All this raises larger questions on why the country isn’t able to increase pulses production on a sustainable basis. It is not that scientists have done a bad job. Take arhar or red gram, which was traditionally grown as a 300-330 day crop. Today, there are varieties and hybrids, maturing in 150-180 days, while giving the same or higher yields. Thus, even if pulses yields may have risen only marginally on an ‘annual average’ basis (from roughly 450 to 650 kg a hectare since Independence), farmers have gained from productivity improvements on a ‘crop-day’ basis – something that the overall production statistics fails to capture. The other significant research accomplishment pertains to breaking geographical barriers. In the old days, chana was grown only in the North, whereas Andhra Pradesh alone now produces close to one mt. Yields in the State have more than doubled since the nineties, courtesy breeding of both short-duration as well as better wilt-resistant varieties.
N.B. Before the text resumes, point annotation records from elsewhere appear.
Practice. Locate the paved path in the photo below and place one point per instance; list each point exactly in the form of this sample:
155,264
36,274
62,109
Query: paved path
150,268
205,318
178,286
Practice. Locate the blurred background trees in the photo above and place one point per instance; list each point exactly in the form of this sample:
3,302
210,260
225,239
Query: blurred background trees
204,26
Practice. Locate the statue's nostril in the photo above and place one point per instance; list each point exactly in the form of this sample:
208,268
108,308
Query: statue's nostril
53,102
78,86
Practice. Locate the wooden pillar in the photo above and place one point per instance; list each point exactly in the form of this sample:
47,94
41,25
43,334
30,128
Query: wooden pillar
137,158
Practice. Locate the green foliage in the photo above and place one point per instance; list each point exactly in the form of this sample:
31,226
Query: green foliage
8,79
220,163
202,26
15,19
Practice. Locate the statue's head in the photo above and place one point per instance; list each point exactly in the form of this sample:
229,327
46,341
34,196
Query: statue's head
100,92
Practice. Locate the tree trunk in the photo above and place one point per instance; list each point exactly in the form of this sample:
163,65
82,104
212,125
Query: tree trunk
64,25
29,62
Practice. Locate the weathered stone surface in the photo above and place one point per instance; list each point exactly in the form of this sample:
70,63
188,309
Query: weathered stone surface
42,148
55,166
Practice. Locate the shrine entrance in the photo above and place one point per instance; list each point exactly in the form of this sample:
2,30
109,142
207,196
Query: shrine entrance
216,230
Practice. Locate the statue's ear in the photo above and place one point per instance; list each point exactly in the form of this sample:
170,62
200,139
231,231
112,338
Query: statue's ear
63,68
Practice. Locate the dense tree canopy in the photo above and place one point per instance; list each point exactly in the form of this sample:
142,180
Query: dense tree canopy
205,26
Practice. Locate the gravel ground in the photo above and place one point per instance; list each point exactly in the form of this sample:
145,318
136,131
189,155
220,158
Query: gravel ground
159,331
The problem in pulses has more to do with their ‘orphan crop’ status. Pulses neither receive sufficient official procurement support that wheat and paddy get, nor do farmers view them as commercial crops on par with cotton or soyabean. It has resulted in their cultivation, over the years, being pushed to marginal lands prone to moisture stress. Breaking this impasse requires a conscious strategy to promote pulses production, including in irrigated areas. Farmers in Punjab planting arhar instead of paddy in kharif, for instance, can be given an extra bonus over the regular minimum support price for the wheat they grow in the rabi season. The fact that pulses can fix atmospheric nitrogen, and deliver thereby up to a quarter of nutrient savings for the succeeding crop, should additionally help the Government save on its fertiliser subsidy bill.